Admittedly, the way we phrased the title of this article is telling. Tencent Holdings is a super star for 13 years in a row when it comes to its stock price. After so many years of continuous rises this stock looks tired, at least for the short into the medium term, not necessarily the long term. Let’s find out in this article whether Tencent Holdings, symbol SEHK 700 in Hong Kong, is still a buy. More generically, the conclusions from our analysis may apply to any stock, regardless of whether it trades, which is the reason why we dedicate an article on this Hong Kong stock.

Founded in November, 1998, Tencent is a leading provider of Internet value added services in China. Since its establishment, Tencent has maintained steady growth under its user-oriented operating strategies. On June 16, 2004, Tencent Holdings Limited TCEHY (SEHK 700) went public on the main board of the Hong Kong Stock Exchange.

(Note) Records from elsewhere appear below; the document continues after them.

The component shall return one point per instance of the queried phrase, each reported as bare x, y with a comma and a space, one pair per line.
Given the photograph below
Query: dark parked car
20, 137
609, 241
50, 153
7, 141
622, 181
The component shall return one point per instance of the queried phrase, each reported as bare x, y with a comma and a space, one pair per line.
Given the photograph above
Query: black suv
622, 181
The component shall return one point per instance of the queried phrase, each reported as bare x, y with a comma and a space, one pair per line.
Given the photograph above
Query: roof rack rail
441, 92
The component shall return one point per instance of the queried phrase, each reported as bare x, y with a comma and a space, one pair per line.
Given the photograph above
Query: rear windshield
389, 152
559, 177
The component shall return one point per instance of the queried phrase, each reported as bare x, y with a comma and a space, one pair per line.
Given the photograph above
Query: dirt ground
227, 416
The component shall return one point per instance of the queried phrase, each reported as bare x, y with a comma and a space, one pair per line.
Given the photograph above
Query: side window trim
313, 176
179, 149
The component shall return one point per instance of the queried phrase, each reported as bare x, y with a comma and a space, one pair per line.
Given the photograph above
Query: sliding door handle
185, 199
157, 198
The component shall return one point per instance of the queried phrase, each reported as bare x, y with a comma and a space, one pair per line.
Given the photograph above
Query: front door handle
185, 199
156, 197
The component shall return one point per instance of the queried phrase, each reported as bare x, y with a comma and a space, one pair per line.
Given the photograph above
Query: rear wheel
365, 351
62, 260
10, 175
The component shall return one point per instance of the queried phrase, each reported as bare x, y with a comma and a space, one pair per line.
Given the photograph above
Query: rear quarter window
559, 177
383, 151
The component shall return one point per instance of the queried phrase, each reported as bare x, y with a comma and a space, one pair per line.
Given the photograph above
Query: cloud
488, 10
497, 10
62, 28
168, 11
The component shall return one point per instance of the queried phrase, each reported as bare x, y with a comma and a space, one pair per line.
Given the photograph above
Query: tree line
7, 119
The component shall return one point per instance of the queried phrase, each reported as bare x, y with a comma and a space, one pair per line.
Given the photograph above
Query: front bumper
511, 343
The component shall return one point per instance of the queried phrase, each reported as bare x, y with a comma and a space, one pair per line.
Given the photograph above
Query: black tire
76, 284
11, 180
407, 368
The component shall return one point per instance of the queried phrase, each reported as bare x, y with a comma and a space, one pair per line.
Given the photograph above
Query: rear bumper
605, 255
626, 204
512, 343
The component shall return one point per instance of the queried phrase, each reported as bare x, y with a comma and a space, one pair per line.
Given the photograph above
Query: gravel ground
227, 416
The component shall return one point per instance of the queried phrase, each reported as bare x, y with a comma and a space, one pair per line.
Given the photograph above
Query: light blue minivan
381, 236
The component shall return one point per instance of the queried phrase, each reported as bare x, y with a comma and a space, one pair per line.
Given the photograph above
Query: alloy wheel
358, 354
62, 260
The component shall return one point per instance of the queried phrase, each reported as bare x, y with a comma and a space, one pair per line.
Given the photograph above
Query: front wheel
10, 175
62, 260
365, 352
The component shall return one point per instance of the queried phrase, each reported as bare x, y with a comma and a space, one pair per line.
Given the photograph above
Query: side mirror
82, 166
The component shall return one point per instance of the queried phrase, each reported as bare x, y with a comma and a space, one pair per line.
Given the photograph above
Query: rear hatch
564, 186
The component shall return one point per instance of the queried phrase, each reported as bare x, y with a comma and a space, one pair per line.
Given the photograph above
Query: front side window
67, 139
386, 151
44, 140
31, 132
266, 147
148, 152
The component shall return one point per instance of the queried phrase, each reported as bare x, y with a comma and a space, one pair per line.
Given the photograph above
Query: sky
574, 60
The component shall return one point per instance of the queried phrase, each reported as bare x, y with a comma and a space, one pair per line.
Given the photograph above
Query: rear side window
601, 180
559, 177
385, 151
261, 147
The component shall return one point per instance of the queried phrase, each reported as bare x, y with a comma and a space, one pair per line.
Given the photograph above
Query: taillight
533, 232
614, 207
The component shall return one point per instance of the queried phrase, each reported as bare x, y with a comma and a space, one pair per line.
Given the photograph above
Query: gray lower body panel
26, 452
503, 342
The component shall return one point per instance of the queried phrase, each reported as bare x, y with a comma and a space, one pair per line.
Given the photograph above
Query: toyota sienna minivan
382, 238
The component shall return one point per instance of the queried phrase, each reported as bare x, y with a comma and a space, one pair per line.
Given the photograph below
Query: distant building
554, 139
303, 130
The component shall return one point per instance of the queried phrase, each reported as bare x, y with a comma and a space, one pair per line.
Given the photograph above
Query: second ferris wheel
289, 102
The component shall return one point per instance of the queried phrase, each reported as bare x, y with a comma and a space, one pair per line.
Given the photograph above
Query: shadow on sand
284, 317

Tencent has been extremely successful in enhancing the quality of human life through Internet services especially in Hong Kong and China. Presently, Tencent provides social platforms and digital content services under the “Connection” Strategy. Tencent’s leading Internet platforms in China – QQ (QQ Instant Messenger), Weixin/WeChat, QQ.com, QQ Games, Qzone, and Tenpay – have brought together China’s largest Internet community, to meet the various needs of Internet users including communication, information, entertainment, financial services and others. Due to the enormous market share, it is a formidable force that Facebook could not ignore if the latter can finally get access to China.

Tencent Holdings: stock to buy in 2018? At which price?

The monthly chart of the stock price of Tencent Holdings can be described in a nice trending uptrend channel since the inception of trading giving a staggering > 60,000% gain for those who bought it in 2004. The upper channel resistance appears very solid to prevent any attempt to break out.